Reference old conversation threads

To allow users to refer to old conversation threads, use the List conversation messages endpoint GET /api/2.0/genie/spaces/{space_id}/conversations/{conversation_id}/messages to retrieve all messages from a specific conversation thread.

Retrieve conversation data for analysis

Space managers can programmatically retrieve all previous messages asked across all users of a space for analysis. To retrieve this data:

  1. Use the GET /api/2.0/genie/spaces/{space_id}/conversations endpoint to get all existing conversation threads in a space.
  2. For each conversation ID returned, use the GET /api/2.0/genie/spaces/{space_id}/conversations endpoint to retrieve the list of messages for that conversation.

Best practices and limits

Best practices for using the Genie API

To maintain performance and reliability when using the Genie API:

  • Implement retry logic with exponential backoff: The API doesn't retry failed requests for you, so add your own queuing and exponential backoff.
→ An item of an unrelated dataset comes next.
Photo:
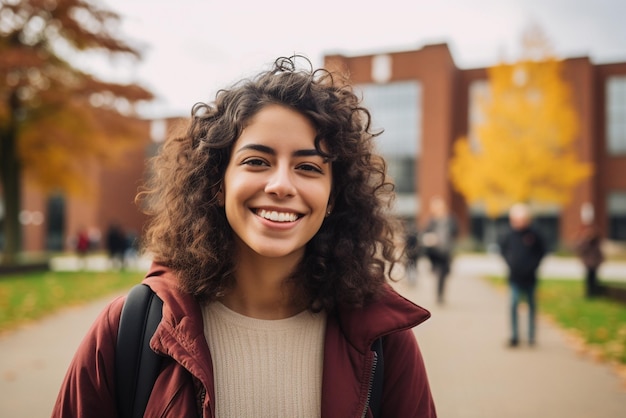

This helps your application handle transient failures, avoid unnecessary repeat requests, and stay within throughput limits as it grows.
  • Log API responses: Implement comprehensive logging of API requests and responses to help with debugging, monitoring usage patterns, and tracking costs.
  • Poll for status updates every 1 to 5 seconds: Continue polling until a conclusive message status, such as COMPLETED, FAILED, or CANCELLED, is received. Limit polling to 10 minutes for most queries. If there is no conclusive response after 10 minutes, stop polling and return a timeout error or prompt the user to manually check the query status later.
  • Use exponential backoff for polling: Increase the delay between polls up to a maximum of one minute. This reduces unnecessary requests for long-running queries while still allowing low latency for fast ones.
  • Start a new conversation for each session: Avoid reusing conversation threads across sessions, as this can reduce accuracy due to unintended context reuse.
  • Maintain conversation limits: To manage old conversations and stay under the 10,000 conversation limit:
    1. Use the GET /api/2.0/genie/spaces/{space_id}/conversations endpoint to see all existing conversation threads in a space.
    2. Identify conversations that are no longer needed, such as older conversations or test conversations.
    3. Use the DELETE /api/2.0/genie/spaces/{space_id}/conversations/{conversation_id} endpoint to remove conversations programmatically.
  • Be aware of query result limit: The Genie API returns a maximum of 5,000 rows per query result. If your data analysis requires more rows, consider refining your question to focus on a specific subset of data or use filters to narrow the results.

Throughput limit

During the Public Preview period, the throughput rates for the Genie API free tier are best-effort and depend on system capacity. Under normal or low-traffic conditions, the API limits requests to 5 queries per minute per workspace. During peak usage periods, the system processes requests based on available capacity, which can result in lower throughput.

Monitor the space

After your application is set up, you can monitor questions and responses in the Databricks UI.

Encourage users to test the space so that you learn about the types of questions they are likely to ask and the responses they receive. Provide users with guidance to help them start testing the space. Use the Monitoring tab to view questions and responses. See Monitor the space.

You can also use audit logs to monitor activity in a Genie space. See AI/BI Genie events.